Once the pumpkin recipe was transformed, I knew the next in line was for sure the chocolate chocolate chip flavor….because, well…it’s chocolate!
The wonders of Otto’s Cassava Flour™ still make my head spin…that you can bake such a yummy grain/gluten free muffin with some light fluffiness and texture is seriously such a treat and continues to make so many “warm fuzzy” food memories once again a reality here at our home!
“Otto’s Cassava Flour™ is the very highest quality cassava flour available. Other cassava flours are hand peeled and sun dried. That sounds romantic, but it can produce undesirable results. As the cassava dries in the sun it ferments and takes on a sour, musty smell and taste. If it happens to rain, it must sit longer, allowing opportunity for mold to grow. Otto’s Cassava Flour™, on the other hand, is thoroughly peeled and baked into a beautifully clean smelling and tasting flour you can count on again and again. This proprietary method leaves no chance for mold or fermentation to develop.” (from their website)
To learn more about this amazing flour visit their site! They’re a wonderful company and super nice folks! Here’s how you can get to their site…click here! We seriously love this flour!!
Onto the recipe! There are a few more steps to this one, but totally worth the results. Don’t skimp on the coconut milk turned into buttermilk, it helps create part of the yummy flavor of this family favorite! Simply add 1½ t apple cider vinegar to your ½c of coconut milk, wait 5 minutes and you will have buttermilk!
chocolate chocolate chip muffins
one of the fluffiest, grain free chocolate paleo muffins you’ll ever have...guaranteed!

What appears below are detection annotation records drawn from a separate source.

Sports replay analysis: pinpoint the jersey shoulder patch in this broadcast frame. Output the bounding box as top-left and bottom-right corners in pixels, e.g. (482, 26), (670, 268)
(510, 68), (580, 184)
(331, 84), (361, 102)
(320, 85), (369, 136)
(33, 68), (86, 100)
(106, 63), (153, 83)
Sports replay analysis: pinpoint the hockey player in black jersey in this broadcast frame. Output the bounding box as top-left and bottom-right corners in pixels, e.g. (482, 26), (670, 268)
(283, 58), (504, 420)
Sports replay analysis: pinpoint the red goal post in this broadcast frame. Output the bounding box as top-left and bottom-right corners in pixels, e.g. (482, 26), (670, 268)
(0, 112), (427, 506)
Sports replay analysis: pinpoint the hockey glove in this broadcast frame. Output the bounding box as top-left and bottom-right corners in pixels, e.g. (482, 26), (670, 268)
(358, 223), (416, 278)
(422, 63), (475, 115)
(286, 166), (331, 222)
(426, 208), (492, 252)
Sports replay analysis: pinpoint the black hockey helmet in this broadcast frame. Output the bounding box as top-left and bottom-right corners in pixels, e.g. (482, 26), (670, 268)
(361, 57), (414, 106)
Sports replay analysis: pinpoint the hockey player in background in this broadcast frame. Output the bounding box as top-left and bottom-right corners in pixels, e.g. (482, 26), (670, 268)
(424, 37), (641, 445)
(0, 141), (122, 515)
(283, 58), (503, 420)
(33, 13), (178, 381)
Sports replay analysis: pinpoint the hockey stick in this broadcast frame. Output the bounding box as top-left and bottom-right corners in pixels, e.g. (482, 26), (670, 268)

- ¾ c Otto’s Cassava Flour™
- ¼ c potato starch
- 1 T psyllium husk
- ¾ t baking soda
- ¼ t baking powder
- ¼ t salt
- ¼ butter, melted
- 5 T cocoa powder
- 1 T coconut oil
- ½ coconut milk butter milk, room temperature
- ⅓ c maple syrup, room temperature
- 3T coconut sugar
- 2 eggs, room temperature
- 1 t vanilla
- ½-¾ c dark chocolate chips
- ¼-½ c chopped pecans or nut of choice, or no nuts at all
- Preheat oven to 360°
- Line muffin tin with parchment liners, set aside.
- Whisk dry ingredients together in a mixing bowl (first 6 ingredients) till well combined, toss chocolate chips and nuts (if using) in and set aside.
- In another bowl, whisk melted butter, cocoa powder & coconut oil till well combined and cocoa powder is completely incorporated.
- Add, coconut milk buttermilk, maple syrup, coconut sugar, eggs and vanilla to chocolate mixture and whisk again till completely mixed and eggs are all incorporated.
- Add wet ingredients to the dry ingredients and stir with a rubber spatula to combine.
- Let batter sit for about 5 minutes so flours can settle and thicken up just a bit.
- Scoop batter into lined muffin tins, you should get 7-8 – we only got 7, but we like them tall!
- Add a few more chocolate chips and chopped nuts to the top, totally optional…but they look pretty with more decoration on top! Remember you eat with your eyes first!
- Bake for 18-20 minutes or until toothpick inserted comes out clean.
- Remove from oven, let sit for 5 minutes in muffin tin then tip them over on their sides to finish cooling. Please don’t let them cool completely in the tin…they will get soggy and moisture ridden…super gross!